Along with Tower's dismissal, the feeling of instructor control over academic freedom has also left WMU as well as any sort of respect for adjunct professors.
"I've been told by many of my colleagues that there are meetings, memos and a variety of warnings to adjunct professors since what happened with me," Tower said. "Many of my now former colleagues have reported to me that there is a lot of concern and a lot of fear that the same thing could happen to them. This is going to change the climate of academic freedom at Western."
When Roland was asked if a message to "play it safe" is now spreading through campus, she responded by saying students and faculty members have nothing to worry about. But according to Tower, who's the poster boy in this attack on academic freedom, we have a lot to worry about.

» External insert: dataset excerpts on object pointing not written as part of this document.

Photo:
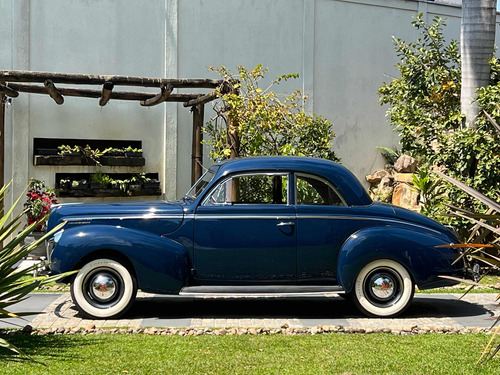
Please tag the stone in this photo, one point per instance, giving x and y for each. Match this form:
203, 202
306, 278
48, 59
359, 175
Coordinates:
403, 177
27, 329
405, 196
383, 192
375, 177
405, 163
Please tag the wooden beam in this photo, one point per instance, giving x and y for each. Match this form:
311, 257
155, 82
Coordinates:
166, 90
4, 90
91, 79
96, 94
197, 143
53, 92
107, 88
201, 100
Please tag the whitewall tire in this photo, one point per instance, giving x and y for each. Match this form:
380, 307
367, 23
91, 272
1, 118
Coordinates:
104, 288
383, 288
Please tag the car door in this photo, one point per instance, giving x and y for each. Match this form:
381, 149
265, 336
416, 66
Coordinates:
245, 232
320, 228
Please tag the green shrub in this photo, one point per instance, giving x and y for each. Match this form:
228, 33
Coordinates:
261, 123
424, 108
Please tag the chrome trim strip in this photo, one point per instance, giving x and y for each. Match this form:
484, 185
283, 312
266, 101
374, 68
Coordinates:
327, 217
218, 217
246, 295
138, 217
331, 217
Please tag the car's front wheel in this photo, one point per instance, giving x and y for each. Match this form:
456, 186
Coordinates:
383, 288
104, 288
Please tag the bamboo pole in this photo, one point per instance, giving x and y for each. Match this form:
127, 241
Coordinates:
197, 143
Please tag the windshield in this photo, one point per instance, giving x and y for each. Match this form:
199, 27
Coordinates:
200, 185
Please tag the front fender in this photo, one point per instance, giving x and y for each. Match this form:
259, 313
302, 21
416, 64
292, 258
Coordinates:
161, 265
415, 250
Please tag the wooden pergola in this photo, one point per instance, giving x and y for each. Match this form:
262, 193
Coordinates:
12, 82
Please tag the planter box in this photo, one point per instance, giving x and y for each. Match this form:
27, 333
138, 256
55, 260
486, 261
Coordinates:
80, 160
151, 185
130, 154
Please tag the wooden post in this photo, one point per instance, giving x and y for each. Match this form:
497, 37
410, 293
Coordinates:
197, 146
233, 143
166, 90
2, 139
107, 88
53, 92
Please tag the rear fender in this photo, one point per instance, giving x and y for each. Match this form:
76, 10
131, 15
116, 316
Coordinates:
414, 250
161, 265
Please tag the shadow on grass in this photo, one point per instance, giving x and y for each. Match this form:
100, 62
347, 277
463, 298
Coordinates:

Most of the videos played in Tower's class can also be regularly seen on MTV or basically anywhere on the Internet. If such a simple and easily accessible form of media is now seen as "controversial", what's next? Will we not be allowed to dissect sexual organs in anatomy classes for fear of it being lewd? Will discussing rape in the use of war be seen as over-analytical?
Not only should "controversial" issues be talked about here, they should be magnified. A college campus is supposed to foster a community of learning, acceptance and progressive notions. By stifling what teachers can and cannot do for fear of overprotective parent complaints, we are bowing down to the world as it was, not as it will be.

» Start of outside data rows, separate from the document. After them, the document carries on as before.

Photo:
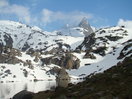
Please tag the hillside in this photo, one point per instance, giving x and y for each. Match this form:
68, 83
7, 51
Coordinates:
112, 83
29, 53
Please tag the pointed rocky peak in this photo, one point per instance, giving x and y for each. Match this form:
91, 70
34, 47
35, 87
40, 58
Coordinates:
86, 26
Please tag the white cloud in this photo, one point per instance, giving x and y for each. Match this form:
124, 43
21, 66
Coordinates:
127, 23
49, 16
3, 3
20, 11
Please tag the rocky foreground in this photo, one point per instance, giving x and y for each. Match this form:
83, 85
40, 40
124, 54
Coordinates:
114, 83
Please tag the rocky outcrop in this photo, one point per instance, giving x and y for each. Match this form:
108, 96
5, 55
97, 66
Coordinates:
89, 55
86, 26
88, 42
24, 95
66, 60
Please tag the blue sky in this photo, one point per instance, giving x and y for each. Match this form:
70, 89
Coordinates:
54, 14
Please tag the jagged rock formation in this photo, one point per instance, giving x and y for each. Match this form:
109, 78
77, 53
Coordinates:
65, 60
113, 83
86, 27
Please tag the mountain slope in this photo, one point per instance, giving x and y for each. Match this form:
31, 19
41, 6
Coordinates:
35, 54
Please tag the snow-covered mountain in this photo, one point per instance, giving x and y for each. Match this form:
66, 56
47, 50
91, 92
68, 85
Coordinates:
29, 53
81, 30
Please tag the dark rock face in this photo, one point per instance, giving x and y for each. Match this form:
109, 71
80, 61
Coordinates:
9, 56
113, 83
89, 55
67, 61
7, 39
23, 95
85, 25
88, 42
125, 51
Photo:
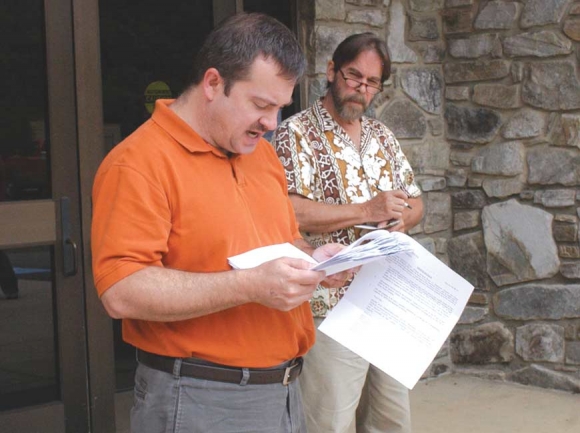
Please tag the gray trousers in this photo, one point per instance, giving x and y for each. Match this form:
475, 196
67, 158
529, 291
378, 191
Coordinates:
167, 403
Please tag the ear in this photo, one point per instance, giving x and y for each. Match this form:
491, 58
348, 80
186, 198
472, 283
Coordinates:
330, 73
213, 83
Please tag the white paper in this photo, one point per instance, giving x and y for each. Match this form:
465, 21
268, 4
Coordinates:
399, 310
368, 248
261, 255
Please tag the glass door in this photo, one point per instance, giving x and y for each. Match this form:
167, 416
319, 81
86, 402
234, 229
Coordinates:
43, 357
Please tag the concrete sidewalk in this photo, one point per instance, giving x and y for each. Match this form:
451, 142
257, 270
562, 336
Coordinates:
464, 404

WMU is entering a patch of thin ice since Tower's situation. Instead of other adjunct professors being worried about losing their jobs too for simply teaching, perhaps teachers and students alike should join together against ignorant parents and against a closed-minded administration to get those teachers contracts and get Tower back on staff.
For more information on Tower's situation and to learn how to support his return to campus, visit the online Facebook group titled 'Save WMS 1000 and Tower!'
Sunday, August 10, 2008
Gazette article about WMU firing and some thoughts
I thought this article was fair and balanced. Being interviewed by Paula Davis was a pleasure. She is a professional and very thorough.

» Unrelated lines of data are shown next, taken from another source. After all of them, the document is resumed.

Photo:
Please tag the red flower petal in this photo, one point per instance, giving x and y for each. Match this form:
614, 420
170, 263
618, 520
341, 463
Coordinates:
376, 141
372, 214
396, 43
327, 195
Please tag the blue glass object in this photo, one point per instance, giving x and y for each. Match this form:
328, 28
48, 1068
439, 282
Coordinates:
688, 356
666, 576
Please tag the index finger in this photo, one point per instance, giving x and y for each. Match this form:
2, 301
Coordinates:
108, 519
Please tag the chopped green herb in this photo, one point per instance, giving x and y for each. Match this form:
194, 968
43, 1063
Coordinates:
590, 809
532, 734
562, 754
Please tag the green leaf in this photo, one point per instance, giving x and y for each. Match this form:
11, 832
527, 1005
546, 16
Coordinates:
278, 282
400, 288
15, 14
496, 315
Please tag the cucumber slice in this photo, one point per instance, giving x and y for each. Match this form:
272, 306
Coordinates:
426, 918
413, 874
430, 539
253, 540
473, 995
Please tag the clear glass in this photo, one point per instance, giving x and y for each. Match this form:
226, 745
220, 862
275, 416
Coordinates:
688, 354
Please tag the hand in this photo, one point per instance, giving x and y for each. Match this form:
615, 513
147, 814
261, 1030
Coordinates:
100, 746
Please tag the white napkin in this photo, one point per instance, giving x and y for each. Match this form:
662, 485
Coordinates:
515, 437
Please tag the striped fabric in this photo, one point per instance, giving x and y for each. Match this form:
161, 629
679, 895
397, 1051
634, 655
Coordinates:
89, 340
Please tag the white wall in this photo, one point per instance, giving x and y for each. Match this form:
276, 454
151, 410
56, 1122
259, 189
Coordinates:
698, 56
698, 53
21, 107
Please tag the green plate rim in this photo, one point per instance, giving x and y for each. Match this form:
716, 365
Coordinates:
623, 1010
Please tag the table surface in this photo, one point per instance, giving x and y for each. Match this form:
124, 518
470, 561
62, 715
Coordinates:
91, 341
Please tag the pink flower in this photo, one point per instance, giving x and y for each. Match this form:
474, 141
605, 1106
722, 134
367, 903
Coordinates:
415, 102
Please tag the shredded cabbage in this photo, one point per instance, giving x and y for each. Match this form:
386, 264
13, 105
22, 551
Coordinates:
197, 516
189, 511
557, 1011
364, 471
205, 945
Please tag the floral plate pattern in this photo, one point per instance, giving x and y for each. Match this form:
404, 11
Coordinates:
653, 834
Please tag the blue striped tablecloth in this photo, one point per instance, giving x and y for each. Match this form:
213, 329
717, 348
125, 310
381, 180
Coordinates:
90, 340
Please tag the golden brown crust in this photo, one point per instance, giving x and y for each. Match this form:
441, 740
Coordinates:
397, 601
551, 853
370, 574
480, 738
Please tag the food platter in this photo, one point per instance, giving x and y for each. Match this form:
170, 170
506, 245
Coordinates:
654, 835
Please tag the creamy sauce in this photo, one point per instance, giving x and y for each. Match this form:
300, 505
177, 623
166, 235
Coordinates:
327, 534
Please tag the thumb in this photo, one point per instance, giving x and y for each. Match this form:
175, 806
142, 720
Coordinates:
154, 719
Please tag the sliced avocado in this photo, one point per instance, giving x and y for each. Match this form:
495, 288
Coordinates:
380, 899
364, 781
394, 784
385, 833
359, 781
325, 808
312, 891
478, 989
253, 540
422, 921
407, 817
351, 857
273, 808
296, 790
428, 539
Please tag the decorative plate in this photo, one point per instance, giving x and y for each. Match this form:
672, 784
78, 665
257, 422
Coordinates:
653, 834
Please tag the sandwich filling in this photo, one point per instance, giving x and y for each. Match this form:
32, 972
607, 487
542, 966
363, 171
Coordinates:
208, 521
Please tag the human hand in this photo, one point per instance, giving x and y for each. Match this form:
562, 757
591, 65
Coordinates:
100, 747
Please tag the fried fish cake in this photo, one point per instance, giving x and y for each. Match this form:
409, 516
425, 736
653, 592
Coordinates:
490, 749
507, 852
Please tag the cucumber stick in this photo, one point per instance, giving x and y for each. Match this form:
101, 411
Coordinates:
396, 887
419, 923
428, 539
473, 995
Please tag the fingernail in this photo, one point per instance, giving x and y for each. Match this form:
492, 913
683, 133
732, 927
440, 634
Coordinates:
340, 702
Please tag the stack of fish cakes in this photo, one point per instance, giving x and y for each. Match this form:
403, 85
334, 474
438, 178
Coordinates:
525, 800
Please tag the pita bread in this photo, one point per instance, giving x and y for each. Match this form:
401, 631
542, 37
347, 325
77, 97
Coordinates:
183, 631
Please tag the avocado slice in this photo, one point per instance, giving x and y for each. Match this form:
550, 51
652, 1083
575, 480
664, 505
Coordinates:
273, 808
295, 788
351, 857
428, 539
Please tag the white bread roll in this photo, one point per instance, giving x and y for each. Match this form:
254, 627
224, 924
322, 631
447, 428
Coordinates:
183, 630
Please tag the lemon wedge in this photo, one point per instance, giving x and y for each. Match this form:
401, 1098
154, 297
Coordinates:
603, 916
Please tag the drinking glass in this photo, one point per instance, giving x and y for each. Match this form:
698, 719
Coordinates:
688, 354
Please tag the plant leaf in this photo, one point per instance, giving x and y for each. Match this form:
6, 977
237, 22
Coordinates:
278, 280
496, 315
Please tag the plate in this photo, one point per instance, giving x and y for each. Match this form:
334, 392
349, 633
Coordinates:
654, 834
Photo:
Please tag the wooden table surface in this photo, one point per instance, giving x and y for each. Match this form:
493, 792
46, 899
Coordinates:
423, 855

I love that the university hedged and how it hedged. I knew there would be an attempt to deflect, but the sentence quoted truly says nothing at all: "When personnel decisions are made, quite likely there are multiple reasons behind them," she said."
Great sentence. I applaud Cheryl Roland. Well done. The quote does not explicitly state that I was "fired" (not offered a contract but after ten years it feels like being fired... I am out of work, same thing). The sentence does not confirm that I was fired for multiple reasons. But it implies that I was, though there's a clear out if there were to be a legal issue, ever.
My only criticism of the Gazette article follows from Roland's quote. I cannot fault Paula Davis because I know from personal experience having worked as a journalist how the process unfurls. But I wish this quote had followed Roland's: "I am 100% certain that I have not violated any professional or ethical standards of conduct," Tower said.
As the only male teaching in the Gender and Women's Studies Department, I thought it was important to be as professional as possible. Sure, I am a friendly person. Yes, I can be casual and even chummy with students. I joke with students, and I chat with students in a familiar way. But I have not ever broken any of the rules in the employee handbook regarding my interactions with students.
And yet, perhaps it is best that the issue was not addressed at all, except for the very abstract hint by Roland.
Other than my quote about professionalism, the article summed up the situation very well. The university's decision puzzles me. I still do not understand it. With luck and some help from those willing to advocate for me, I hope to have some answers some time soon.